Referring now to FIG. 8, a third embodiment of the centrifugal ventilator 
fan 210 is shown. The third embodiment of the ventilator fan 210 is 
similar to the first embodiment 10 and similar reference numerals with the 
prefix 2 have been used to identify like elements. The differences between 
the third embodiment of the centrifugal ventilator fan 210 and the first 
embodiment 10 are described in detail below. 
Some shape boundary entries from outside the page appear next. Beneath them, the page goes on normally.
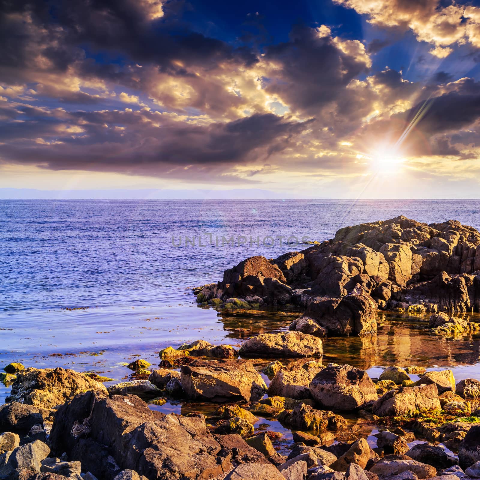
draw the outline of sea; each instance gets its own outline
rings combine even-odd
[[[131,373],[126,363],[141,357],[155,368],[170,345],[238,346],[288,330],[299,312],[202,307],[192,288],[248,257],[301,250],[347,225],[404,215],[480,229],[479,212],[471,200],[0,200],[0,369],[19,361],[118,382]],[[377,337],[326,340],[325,359],[372,376],[419,364],[480,379],[478,337],[432,337],[421,321],[381,314]],[[0,404],[10,390],[0,384]]]

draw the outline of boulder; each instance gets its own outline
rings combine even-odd
[[[43,424],[51,410],[41,407],[12,402],[0,406],[0,432],[26,434],[32,428]]]
[[[390,390],[373,404],[373,412],[379,417],[397,417],[417,411],[441,408],[438,390],[436,385],[432,384]]]
[[[408,374],[400,367],[387,367],[380,374],[381,380],[391,380],[397,385],[401,385],[404,380],[409,380]]]
[[[348,365],[329,365],[312,381],[310,391],[319,405],[340,411],[360,408],[378,398],[367,372]]]
[[[323,327],[320,326],[313,319],[306,315],[299,317],[290,324],[289,329],[295,332],[315,336],[324,337],[326,336],[327,331]]]
[[[377,436],[377,446],[382,448],[387,455],[402,455],[409,450],[408,445],[402,437],[387,430],[380,432]]]
[[[480,382],[474,378],[460,380],[455,387],[455,393],[463,398],[480,398]]]
[[[188,398],[210,402],[255,401],[266,385],[250,360],[196,360],[180,369]]]
[[[376,333],[376,317],[377,303],[371,297],[352,294],[312,300],[300,318],[312,319],[329,336],[341,336]]]
[[[132,380],[112,385],[107,389],[109,395],[159,395],[161,392],[148,380]]]
[[[364,438],[353,443],[346,453],[334,462],[330,468],[337,472],[345,471],[350,464],[354,463],[364,468],[370,459],[370,447]]]
[[[436,385],[439,394],[444,392],[455,391],[455,379],[451,370],[427,372],[420,377],[420,380],[413,384],[412,386],[432,384]]]
[[[436,469],[415,460],[388,460],[383,459],[373,465],[370,471],[379,477],[390,478],[394,475],[409,471],[419,479],[429,479],[437,475]]]
[[[464,469],[480,461],[480,425],[473,425],[460,443],[458,460]]]
[[[285,480],[271,464],[242,463],[236,467],[225,480]]]
[[[301,332],[261,334],[247,340],[239,352],[242,357],[321,357],[322,340]]]
[[[282,369],[278,372],[268,385],[270,396],[278,395],[288,398],[302,400],[310,397],[310,383],[321,370],[320,368]]]
[[[175,377],[180,379],[180,372],[167,368],[160,368],[154,370],[148,377],[148,381],[158,388],[164,389],[165,385]]]
[[[222,456],[203,415],[158,414],[135,395],[105,397],[87,392],[59,409],[52,448],[107,480],[125,469],[174,480],[209,478],[229,468],[230,457]],[[105,460],[99,461],[97,451],[105,459],[111,456],[117,467],[108,468]]]
[[[16,433],[6,432],[0,433],[0,454],[12,452],[20,444],[20,437]]]
[[[418,462],[432,465],[437,470],[444,470],[458,464],[458,460],[449,455],[442,447],[428,442],[414,445],[405,455]]]
[[[276,451],[273,447],[272,441],[268,435],[264,432],[259,435],[247,438],[245,441],[251,447],[263,453],[265,456],[272,456],[276,453]]]
[[[30,367],[18,372],[6,401],[50,408],[87,390],[107,394],[103,384],[83,373],[60,367],[43,369]]]
[[[345,419],[333,412],[316,410],[310,405],[300,403],[291,413],[282,416],[282,421],[297,430],[313,430],[322,433],[327,430],[341,430],[347,424]]]

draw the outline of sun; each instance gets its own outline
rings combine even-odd
[[[376,149],[369,157],[372,171],[386,175],[398,173],[402,169],[406,160],[394,147],[383,147]]]

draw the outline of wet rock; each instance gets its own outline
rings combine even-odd
[[[298,445],[293,448],[288,455],[288,459],[291,460],[295,458],[299,459],[300,456],[304,454],[306,454],[306,456],[300,459],[304,460],[309,468],[314,465],[325,465],[328,467],[337,459],[336,456],[333,453],[323,448],[303,445]]]
[[[276,451],[273,447],[272,441],[264,432],[247,438],[245,441],[250,446],[258,450],[265,456],[272,456],[276,453]]]
[[[314,430],[319,433],[324,433],[327,430],[339,430],[347,423],[340,415],[328,411],[316,410],[304,403],[297,405],[282,420],[295,430]]]
[[[39,472],[41,462],[49,453],[48,445],[40,440],[17,447],[9,455],[5,464],[0,467],[0,478],[8,478],[17,469]]]
[[[405,371],[410,375],[421,375],[427,371],[423,367],[418,367],[416,365],[406,367]]]
[[[401,385],[404,380],[409,380],[408,374],[400,367],[387,367],[380,376],[381,380],[391,380],[397,385]]]
[[[455,379],[451,370],[442,370],[441,372],[427,372],[413,384],[413,386],[419,385],[435,384],[437,386],[439,394],[446,391],[455,391]]]
[[[19,372],[6,401],[49,408],[91,390],[107,393],[102,384],[73,370],[30,367]]]
[[[236,467],[225,480],[285,480],[271,464],[242,463]]]
[[[36,425],[43,424],[51,410],[12,402],[0,406],[0,432],[26,434]]]
[[[6,432],[0,433],[0,454],[12,452],[20,444],[20,437],[16,433]]]
[[[344,411],[360,408],[378,398],[367,372],[348,365],[329,365],[312,381],[310,391],[322,406]]]
[[[238,405],[222,405],[216,409],[214,418],[231,419],[238,417],[248,420],[251,423],[254,423],[258,419],[252,413]]]
[[[247,340],[239,352],[242,356],[299,358],[321,357],[322,340],[301,332],[261,334]]]
[[[303,318],[312,319],[329,336],[338,336],[376,333],[376,303],[369,295],[363,294],[321,297],[309,303]]]
[[[321,338],[326,336],[327,333],[326,330],[320,326],[315,320],[305,315],[294,320],[290,324],[289,329]]]
[[[319,367],[308,370],[304,368],[291,370],[282,369],[274,377],[268,385],[268,395],[297,400],[308,398],[311,396],[310,383],[322,370],[323,368]]]
[[[387,430],[381,432],[377,436],[377,446],[383,449],[387,455],[401,455],[409,449],[407,442],[401,437]]]
[[[165,385],[173,378],[180,379],[180,372],[167,368],[154,370],[148,377],[148,381],[158,388],[164,389]]]
[[[44,473],[55,473],[64,477],[79,476],[81,469],[80,462],[64,462],[60,458],[46,458],[42,462],[40,471]]]
[[[414,473],[419,479],[429,479],[435,477],[437,470],[431,465],[427,465],[415,460],[381,460],[370,469],[379,477],[390,477],[407,470]]]
[[[330,467],[338,472],[345,471],[351,463],[355,463],[364,468],[370,459],[370,447],[364,438],[359,438]]]
[[[414,445],[405,455],[418,462],[432,465],[438,470],[458,464],[458,460],[447,454],[441,447],[428,443]]]
[[[14,375],[19,372],[25,370],[25,367],[21,364],[16,362],[9,363],[3,368],[3,371],[7,373]]]
[[[303,460],[288,460],[278,467],[280,472],[287,480],[303,480],[307,476],[308,467]]]
[[[250,360],[196,360],[180,369],[182,387],[192,399],[250,402],[261,398],[266,385]]]
[[[237,433],[241,437],[247,437],[252,435],[253,430],[253,426],[248,420],[240,417],[233,417],[218,425],[215,432],[221,435]]]
[[[480,461],[476,462],[465,470],[466,475],[474,478],[480,478]]]
[[[122,470],[113,480],[148,480],[146,477],[139,475],[134,470]]]
[[[148,380],[132,380],[112,385],[107,389],[109,395],[158,396],[161,393]]]
[[[460,442],[458,460],[462,468],[480,461],[480,425],[473,425]]]
[[[373,406],[373,413],[379,417],[401,416],[409,412],[441,409],[438,391],[434,384],[390,390]]]
[[[464,398],[480,398],[480,382],[474,378],[461,380],[456,384],[455,393]]]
As shown in FIG. 8, the inlet ring 224 is curved and the second side edge 
230b of each blade 230 is curved to match the curvature of the inlet ring 
224. Additionally, the radius relief on the leading edge 232 has been 
omitted. Preferably, the blades 230 are assembled to the curved inlet ring 
with welds. Positioning holes may be provided in the inlet ring 224 and 
tabs may be located on the second side edge 230b of the blade 230 in order 
to properly align the inlet ring 224, in a similar manner to that 
described in U.S. Pat. No. 5,336,050, which is incorporated herein by 
reference as if fully set forth. The portion 236 of each blade 230 
adjacent to the leading edge 232 similarly includes a radius of curvature 
with the leading edge 232 extending generally inwardly toward the axis of 
rotation 222 to reduce noise generated by the ventilator fan 210. Again, 
optimal fan performance was achieved when the radius 420 coefficient 
C.sub.L h was between 5 and 15 and more preferably when the radius 
coefficient was between 8 and 11. 
It will be appreciated by those skilled in the art that changes could be 
made to the embodiments described above without departing from the broad 
inventive concept thereof. It is understood, therefore, that this 
invention is not limited to the particular embodiments disclosed, but it 
is intended to cover modifications within the spirit and scope of the 
present invention as defined by the appended claims.